Kirk Crowther, the current executive director of CDSS, echos similar concerns.

“There is an assumption made by the public that all people with Down syndrome look the same, they all have the same abilities, when really they’re just like the general population," he tells the Toronto Star. "Every person is different and they certainly want to be treated that way."

Naturally, Feda is quick to defend her intentions.

“All Barbies are the same. All Kens are the same," she tells the Toronto Star. "What we’re hoping to do is take that sameness and make it less threatening and have people be more accepting of it.”
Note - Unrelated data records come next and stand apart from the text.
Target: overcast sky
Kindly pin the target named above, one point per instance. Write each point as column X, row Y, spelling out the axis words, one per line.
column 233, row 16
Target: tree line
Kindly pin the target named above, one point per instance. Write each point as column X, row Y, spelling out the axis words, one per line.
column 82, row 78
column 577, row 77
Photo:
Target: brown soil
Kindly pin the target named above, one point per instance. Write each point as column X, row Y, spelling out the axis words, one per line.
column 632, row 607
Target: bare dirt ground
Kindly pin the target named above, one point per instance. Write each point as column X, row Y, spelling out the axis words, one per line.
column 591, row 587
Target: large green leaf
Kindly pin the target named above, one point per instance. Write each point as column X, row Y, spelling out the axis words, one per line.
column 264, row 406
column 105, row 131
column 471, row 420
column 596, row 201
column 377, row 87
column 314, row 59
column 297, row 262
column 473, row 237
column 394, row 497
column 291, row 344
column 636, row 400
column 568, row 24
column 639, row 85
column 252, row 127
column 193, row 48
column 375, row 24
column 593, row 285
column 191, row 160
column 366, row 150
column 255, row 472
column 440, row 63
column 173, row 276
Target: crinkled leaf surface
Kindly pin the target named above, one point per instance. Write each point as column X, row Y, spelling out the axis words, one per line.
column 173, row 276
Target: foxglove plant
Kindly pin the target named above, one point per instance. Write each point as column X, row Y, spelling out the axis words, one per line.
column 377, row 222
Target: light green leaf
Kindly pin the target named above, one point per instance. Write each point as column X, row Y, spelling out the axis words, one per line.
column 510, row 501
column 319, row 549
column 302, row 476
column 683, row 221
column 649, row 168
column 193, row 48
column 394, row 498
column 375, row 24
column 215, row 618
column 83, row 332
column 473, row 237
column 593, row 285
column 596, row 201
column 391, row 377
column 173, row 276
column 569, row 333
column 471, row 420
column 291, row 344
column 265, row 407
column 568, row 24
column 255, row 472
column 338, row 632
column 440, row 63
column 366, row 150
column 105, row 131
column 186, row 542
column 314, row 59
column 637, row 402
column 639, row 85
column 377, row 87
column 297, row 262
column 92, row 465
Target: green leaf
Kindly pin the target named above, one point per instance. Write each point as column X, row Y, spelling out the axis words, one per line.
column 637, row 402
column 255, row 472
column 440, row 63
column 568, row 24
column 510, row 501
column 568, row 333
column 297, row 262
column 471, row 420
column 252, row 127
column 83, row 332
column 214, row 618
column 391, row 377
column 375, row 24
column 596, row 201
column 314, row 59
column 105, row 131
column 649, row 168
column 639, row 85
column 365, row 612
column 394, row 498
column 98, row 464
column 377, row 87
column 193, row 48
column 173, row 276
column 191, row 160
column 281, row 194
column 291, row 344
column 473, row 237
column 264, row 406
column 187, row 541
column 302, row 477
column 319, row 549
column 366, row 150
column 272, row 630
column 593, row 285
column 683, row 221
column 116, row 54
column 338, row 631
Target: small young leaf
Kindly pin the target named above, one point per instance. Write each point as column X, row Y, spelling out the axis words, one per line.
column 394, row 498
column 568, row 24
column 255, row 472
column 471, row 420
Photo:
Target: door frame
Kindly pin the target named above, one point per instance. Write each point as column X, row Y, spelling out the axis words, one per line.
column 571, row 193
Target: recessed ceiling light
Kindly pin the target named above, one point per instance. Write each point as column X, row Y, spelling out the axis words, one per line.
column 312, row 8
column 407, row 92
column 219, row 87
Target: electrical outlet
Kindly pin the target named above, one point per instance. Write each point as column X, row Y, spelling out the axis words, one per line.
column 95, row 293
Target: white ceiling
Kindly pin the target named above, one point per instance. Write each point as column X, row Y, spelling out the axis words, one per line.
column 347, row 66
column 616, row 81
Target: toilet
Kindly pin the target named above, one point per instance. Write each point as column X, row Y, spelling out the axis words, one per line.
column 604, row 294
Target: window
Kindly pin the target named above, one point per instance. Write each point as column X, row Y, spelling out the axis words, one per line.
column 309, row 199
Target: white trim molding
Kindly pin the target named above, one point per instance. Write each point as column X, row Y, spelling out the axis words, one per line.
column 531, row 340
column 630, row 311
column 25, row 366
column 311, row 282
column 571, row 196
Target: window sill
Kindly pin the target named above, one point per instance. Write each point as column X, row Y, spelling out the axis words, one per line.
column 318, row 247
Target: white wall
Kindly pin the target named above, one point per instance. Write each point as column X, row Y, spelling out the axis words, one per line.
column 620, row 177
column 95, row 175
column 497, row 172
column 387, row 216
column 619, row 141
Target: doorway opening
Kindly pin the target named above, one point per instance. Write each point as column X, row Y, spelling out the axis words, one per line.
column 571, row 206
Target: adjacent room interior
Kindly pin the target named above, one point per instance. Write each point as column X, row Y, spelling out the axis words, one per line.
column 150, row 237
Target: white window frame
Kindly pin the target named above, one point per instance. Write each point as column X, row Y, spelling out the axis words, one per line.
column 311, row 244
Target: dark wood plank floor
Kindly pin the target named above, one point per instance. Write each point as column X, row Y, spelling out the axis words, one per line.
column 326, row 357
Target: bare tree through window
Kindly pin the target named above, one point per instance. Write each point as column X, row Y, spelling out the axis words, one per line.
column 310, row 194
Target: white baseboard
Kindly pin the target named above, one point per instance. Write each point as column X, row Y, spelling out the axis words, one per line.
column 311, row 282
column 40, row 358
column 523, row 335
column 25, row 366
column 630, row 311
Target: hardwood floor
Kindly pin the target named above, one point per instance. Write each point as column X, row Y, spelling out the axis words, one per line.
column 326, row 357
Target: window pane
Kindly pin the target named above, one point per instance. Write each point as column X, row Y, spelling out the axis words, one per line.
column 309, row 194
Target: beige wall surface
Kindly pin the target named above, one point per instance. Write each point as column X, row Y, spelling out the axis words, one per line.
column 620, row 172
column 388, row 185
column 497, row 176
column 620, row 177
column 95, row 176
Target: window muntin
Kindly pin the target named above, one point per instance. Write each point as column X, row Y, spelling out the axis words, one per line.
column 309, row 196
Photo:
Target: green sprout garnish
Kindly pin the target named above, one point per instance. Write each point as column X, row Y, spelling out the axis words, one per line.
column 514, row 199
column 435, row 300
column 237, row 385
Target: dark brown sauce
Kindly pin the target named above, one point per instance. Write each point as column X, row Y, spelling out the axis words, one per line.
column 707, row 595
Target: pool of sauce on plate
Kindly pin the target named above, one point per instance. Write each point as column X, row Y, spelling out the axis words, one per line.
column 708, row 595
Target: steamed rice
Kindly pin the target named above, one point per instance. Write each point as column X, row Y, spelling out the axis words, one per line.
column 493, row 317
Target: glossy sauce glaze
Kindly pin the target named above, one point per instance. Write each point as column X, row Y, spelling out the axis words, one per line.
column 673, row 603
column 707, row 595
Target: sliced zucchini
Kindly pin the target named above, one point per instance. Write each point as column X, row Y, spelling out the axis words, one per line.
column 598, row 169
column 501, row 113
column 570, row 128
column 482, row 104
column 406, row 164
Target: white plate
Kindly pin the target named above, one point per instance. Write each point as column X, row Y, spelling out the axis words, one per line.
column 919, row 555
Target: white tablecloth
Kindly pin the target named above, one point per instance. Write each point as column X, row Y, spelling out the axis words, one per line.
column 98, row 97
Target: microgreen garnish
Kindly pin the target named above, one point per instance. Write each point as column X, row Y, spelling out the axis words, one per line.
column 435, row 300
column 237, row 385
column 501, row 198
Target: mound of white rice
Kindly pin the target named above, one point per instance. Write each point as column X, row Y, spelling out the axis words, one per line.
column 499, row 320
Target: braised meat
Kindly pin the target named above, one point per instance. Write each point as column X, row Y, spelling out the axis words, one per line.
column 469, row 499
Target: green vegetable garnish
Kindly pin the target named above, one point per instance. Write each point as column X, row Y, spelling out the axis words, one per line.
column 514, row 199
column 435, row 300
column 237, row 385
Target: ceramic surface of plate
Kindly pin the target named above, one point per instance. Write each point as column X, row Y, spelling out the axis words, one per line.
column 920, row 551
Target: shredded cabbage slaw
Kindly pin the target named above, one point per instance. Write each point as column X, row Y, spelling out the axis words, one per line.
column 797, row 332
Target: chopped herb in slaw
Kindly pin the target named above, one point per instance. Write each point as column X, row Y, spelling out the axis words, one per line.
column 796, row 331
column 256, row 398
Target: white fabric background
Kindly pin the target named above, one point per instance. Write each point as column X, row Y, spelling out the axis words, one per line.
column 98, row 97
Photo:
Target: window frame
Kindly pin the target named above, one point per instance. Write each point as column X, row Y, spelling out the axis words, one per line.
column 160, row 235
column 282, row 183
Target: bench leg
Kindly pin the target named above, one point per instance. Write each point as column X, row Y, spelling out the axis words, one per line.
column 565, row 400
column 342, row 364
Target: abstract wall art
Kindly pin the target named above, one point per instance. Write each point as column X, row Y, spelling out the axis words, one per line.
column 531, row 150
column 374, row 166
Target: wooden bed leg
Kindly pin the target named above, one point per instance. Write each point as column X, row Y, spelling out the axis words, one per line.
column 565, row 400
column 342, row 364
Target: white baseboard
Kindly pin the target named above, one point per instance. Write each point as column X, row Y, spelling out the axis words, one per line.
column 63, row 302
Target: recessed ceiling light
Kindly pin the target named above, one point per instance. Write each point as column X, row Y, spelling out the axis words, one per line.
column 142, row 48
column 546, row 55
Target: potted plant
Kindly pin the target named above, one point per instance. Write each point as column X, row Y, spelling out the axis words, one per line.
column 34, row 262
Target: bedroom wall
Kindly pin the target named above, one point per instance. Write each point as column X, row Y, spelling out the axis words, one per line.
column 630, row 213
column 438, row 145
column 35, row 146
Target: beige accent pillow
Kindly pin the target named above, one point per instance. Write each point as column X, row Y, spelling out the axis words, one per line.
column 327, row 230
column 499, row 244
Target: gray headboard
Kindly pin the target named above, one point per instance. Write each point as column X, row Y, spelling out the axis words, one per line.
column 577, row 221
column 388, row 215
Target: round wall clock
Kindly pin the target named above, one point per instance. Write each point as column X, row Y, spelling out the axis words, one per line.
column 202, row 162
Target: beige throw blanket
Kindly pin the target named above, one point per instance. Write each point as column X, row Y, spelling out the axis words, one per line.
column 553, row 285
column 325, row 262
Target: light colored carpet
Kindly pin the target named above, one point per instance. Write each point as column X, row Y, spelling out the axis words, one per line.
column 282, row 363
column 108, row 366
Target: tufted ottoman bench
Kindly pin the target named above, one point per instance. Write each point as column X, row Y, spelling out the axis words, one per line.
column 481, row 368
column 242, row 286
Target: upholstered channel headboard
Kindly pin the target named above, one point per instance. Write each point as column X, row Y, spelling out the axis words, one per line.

She remains proud of her achievements.

“I like to think that because I’m somebody’s mother and not some marketer, that makes my dolls more attractive,” she says.

The dolls sell for $75 and are about 18 inches high, coming in a variety of skin tones and hair colours.

They were created by a doll sculptor in Michigan and a manufacturer in China that have designed 16 male and female versions of dolls.

The dolls are specifically designed to help develop the motor skills of a child with Down syndrome, including large buttons, Velcro and heavy zippers. They can even be customized with a heart scar from surgery -- approximately half of all infants born with Down syndrome have a heart defect.

“They’re age appropriate,” Feda tells ABC. “A lot of times kids with intellectual disabilities are given baby toys. It’s condescending. It doesn’t mean their understanding of what they are is younger.”

Amazed by the success of her dolls, Feda admits being completely emotionally overwhelmed and crying when she received the first doll prototypes last month.

“Nothing could prepare me for how breathtakingly beautiful this doll is, top to bottom, when I took her out of the box,” she tells Babble.